When you read a book, you hope the writer of that book knew what he or she was doing.

When you put on a movie, or a new television show, you want to believe the writers and directors knew what they were doing, too.

And when you begin a new writing project, you yourself should have a clear idea of what you’re doing.

This is not to say you won’t make mistakes. There will be plenty of them.

I make hundreds of mistakes on every novel I write, and I always feel bad when I reach the end of my first draft, or even a revision, and the book still isn’t close to my original vision of it.

The point of a first draft is tell yourself the story, to get your story down as best you can. The point, really, of a first draft is to finish it, not to make it perfect, not to make it seem like you know exactly what you’re doing.

If you start the first paragraph of a novel thinking you know exactly what you’re doing every step of the way, you probably won’t even finish the first chapter, let alone the first paragraph.

What King is talking about in that quote is geared, of course, to finished novels. Published novels.

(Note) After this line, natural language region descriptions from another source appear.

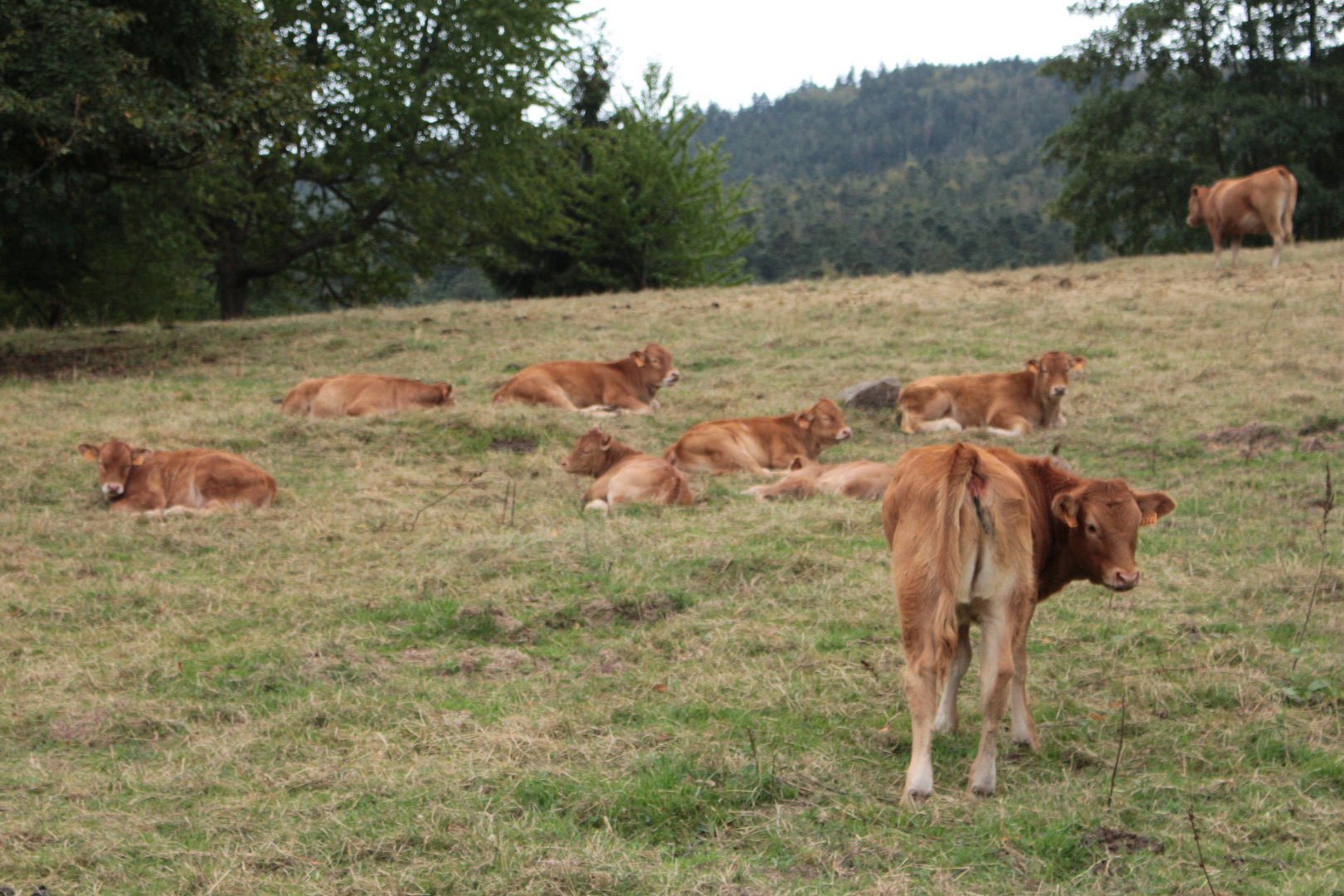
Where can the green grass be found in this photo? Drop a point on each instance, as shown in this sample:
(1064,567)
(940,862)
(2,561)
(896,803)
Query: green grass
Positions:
(388,683)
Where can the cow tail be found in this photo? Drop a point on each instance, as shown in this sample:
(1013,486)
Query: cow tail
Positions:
(949,551)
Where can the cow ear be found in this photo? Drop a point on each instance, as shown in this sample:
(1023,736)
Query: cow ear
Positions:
(1066,507)
(1153,507)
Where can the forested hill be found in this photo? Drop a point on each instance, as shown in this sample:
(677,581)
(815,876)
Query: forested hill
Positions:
(918,168)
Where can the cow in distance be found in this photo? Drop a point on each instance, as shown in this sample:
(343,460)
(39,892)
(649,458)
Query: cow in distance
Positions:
(760,444)
(1004,403)
(596,387)
(624,476)
(981,536)
(156,483)
(1253,204)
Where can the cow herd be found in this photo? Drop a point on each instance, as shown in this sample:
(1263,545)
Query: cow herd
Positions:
(977,535)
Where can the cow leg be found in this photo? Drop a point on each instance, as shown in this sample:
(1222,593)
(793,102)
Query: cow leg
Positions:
(996,629)
(1023,726)
(947,720)
(919,694)
(1010,425)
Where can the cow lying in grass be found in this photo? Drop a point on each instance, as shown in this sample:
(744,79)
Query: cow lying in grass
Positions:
(983,535)
(624,476)
(760,444)
(364,394)
(858,480)
(153,483)
(596,387)
(1006,403)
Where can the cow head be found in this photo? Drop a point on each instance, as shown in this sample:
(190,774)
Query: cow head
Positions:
(1053,370)
(1196,206)
(589,455)
(824,422)
(114,460)
(655,366)
(1103,518)
(446,391)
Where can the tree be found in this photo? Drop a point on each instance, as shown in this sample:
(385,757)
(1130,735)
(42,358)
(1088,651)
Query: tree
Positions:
(624,203)
(1186,91)
(418,106)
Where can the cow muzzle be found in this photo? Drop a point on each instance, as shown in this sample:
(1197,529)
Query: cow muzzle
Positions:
(1121,581)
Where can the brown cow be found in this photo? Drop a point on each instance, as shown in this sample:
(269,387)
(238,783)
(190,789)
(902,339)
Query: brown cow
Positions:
(155,483)
(363,394)
(760,444)
(1004,403)
(1253,204)
(596,387)
(983,535)
(858,480)
(624,476)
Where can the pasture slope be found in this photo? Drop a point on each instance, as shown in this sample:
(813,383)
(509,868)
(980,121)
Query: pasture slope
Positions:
(385,685)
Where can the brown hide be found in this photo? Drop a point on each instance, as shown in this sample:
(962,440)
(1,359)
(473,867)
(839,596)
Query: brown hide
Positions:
(1006,403)
(144,481)
(1253,204)
(760,444)
(624,476)
(628,384)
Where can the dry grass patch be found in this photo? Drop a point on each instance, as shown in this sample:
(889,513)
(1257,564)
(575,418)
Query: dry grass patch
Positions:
(425,670)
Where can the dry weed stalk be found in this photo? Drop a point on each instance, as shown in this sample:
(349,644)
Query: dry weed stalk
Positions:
(1327,505)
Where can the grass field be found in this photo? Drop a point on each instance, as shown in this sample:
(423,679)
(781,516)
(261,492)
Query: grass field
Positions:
(397,681)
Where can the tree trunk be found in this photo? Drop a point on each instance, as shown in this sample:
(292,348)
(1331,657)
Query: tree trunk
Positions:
(230,281)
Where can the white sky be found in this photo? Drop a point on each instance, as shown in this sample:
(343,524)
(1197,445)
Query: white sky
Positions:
(726,50)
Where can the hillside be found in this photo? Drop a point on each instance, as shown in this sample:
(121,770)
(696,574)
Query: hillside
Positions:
(397,681)
(921,168)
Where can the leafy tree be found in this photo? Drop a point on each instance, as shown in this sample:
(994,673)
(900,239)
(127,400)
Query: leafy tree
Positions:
(624,203)
(1186,91)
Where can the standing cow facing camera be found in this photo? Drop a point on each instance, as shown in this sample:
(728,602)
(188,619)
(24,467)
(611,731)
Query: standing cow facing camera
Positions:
(155,483)
(981,536)
(596,387)
(1004,403)
(624,476)
(1254,204)
(761,444)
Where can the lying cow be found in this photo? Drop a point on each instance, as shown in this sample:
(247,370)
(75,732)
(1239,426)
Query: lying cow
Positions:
(596,387)
(858,480)
(624,476)
(983,535)
(1253,204)
(363,394)
(1004,403)
(760,444)
(144,481)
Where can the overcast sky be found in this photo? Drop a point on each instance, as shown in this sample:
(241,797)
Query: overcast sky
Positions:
(728,50)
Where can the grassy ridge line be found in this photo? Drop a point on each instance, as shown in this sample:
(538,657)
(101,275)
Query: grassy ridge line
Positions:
(292,700)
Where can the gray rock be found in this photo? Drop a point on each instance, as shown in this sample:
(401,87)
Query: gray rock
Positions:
(874,395)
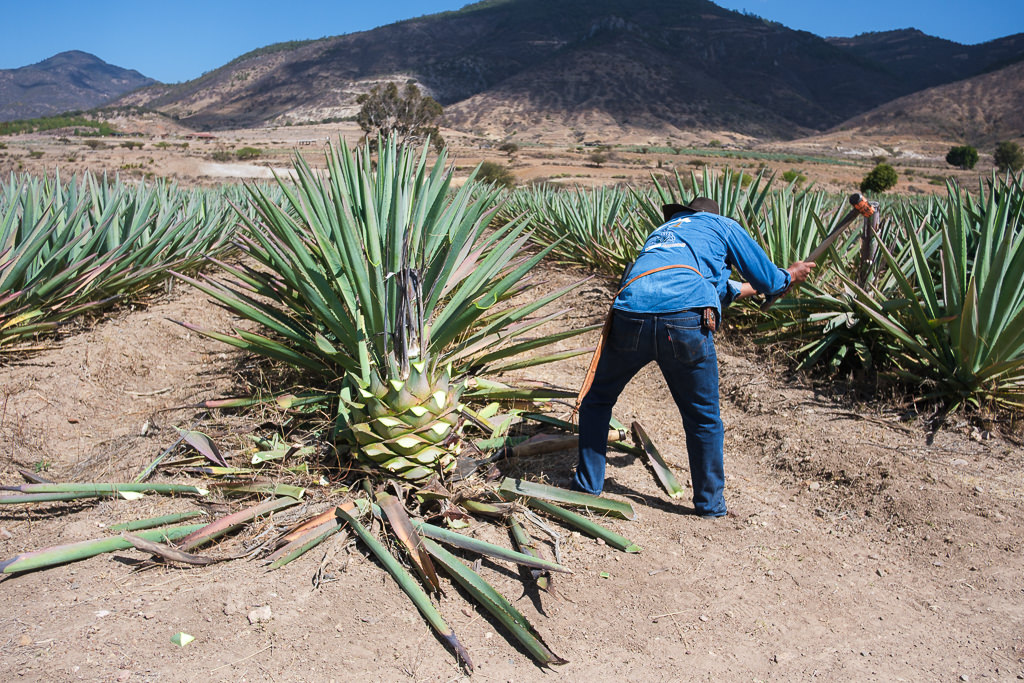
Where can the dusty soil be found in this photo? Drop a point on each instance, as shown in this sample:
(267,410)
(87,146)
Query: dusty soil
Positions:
(860,547)
(833,162)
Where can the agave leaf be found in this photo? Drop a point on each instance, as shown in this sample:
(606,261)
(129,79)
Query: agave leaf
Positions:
(484,548)
(43,498)
(525,545)
(315,521)
(156,521)
(529,489)
(107,488)
(204,444)
(657,463)
(495,603)
(402,527)
(224,524)
(410,586)
(582,523)
(73,552)
(168,553)
(268,487)
(151,468)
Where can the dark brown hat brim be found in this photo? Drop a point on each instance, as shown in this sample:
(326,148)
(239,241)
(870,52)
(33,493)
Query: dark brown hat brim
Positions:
(698,204)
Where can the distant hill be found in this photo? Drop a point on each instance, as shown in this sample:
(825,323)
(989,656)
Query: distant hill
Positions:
(66,82)
(654,65)
(920,60)
(979,111)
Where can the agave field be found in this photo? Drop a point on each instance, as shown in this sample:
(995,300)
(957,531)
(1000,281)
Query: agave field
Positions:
(935,302)
(70,249)
(408,313)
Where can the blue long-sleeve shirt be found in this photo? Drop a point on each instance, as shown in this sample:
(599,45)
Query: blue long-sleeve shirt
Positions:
(712,244)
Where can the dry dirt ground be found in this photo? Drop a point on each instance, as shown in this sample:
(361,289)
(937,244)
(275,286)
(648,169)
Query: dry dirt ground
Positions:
(156,147)
(860,547)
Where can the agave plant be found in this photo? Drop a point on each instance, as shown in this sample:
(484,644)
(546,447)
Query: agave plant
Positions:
(597,228)
(71,248)
(957,328)
(392,290)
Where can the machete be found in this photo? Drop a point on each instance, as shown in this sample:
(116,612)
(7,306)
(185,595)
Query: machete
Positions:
(861,207)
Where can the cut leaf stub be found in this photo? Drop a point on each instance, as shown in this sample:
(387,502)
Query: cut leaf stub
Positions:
(411,428)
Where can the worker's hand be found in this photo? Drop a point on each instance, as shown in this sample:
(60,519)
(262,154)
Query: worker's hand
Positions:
(800,270)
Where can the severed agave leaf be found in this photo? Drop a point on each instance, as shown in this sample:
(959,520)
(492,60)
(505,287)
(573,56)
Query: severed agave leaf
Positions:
(529,489)
(410,586)
(495,603)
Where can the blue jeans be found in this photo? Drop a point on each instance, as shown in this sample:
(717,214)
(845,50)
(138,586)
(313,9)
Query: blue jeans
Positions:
(686,355)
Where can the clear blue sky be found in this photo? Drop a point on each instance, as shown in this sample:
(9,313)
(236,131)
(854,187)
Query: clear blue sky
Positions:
(179,40)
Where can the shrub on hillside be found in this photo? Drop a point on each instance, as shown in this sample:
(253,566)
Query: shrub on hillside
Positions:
(881,178)
(964,157)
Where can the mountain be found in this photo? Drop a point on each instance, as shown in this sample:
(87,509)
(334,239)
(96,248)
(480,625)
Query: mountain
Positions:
(66,82)
(657,65)
(979,111)
(921,60)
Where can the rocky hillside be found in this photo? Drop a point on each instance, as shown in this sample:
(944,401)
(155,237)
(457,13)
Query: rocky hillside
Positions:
(660,66)
(979,111)
(66,82)
(920,60)
(648,63)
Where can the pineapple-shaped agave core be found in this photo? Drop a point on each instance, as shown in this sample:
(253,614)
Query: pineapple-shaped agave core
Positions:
(411,428)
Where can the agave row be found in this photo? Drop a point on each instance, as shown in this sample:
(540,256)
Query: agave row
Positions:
(70,248)
(938,306)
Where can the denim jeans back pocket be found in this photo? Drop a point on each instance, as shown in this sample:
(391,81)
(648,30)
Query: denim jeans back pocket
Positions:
(689,344)
(625,335)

Books that have been through ten drafts or more, that have been worked on tirelessly with a literary agent, and an editor, and a copyeditor.

Books that have actually gone out into the world.

It’s when your book is in the hands of readers, and the readers feel like you, the author, had no idea what you were doing, where the problems arise.

Why do they feel this way?

The readers might find sentences and paragraphs that don’t work, sure.

But for the most part, the reader will think you didn’t know what you were doing if the story doesn’t lead anywhere interesting.

Haven’t you ever watched a movie, liked it fine for its first half, maybe its first two-thirds even, but then realized in the end the writer and director had no idea what they were doing the whole time and delivered an ending that makes absolutely zero sense?

Worse is when this happens with a television series. You’ve invested six seasons of your time, maybe more. Hundreds and hundreds of hours. And then you reach the final season, and the last episode, and WOMP WOMP.

The whole thing ends with a whimper.

You realize there was no grand plan. They were truly just making up a lot of it as they went along.

Take that anger you’ve likely felt before, and channel it into making sure your writing never delivers that kind of feeling for any of your eventual readers.

One easy way to do that is to figure out exactly what you want to say in your story, what you want to do at the core.

Again, you’ll make mistakes. You might get the ending wrong the first time out, maybe even the second time out. I’ve had to re-write my endings before, and, almost always, the endings are ultimately made better, and more truthful to what I set out to do in the novel in the first place.

Don’t ever stop working on a novel until you feel it’s ready.

This could be a fifth draft. This could be a tenth draft. Never feel like your novel is ready because it’s good enough. Make sure the novel is the best it can possibly be.

There will be readers who love your story. There will be readers who hate your story.

But you always, always, always want your reader to finish your story.

And not put it down halfway through because they get the sense that you, the author, had no clue what you were doing.

Do the work you need to do to make sure that never happens.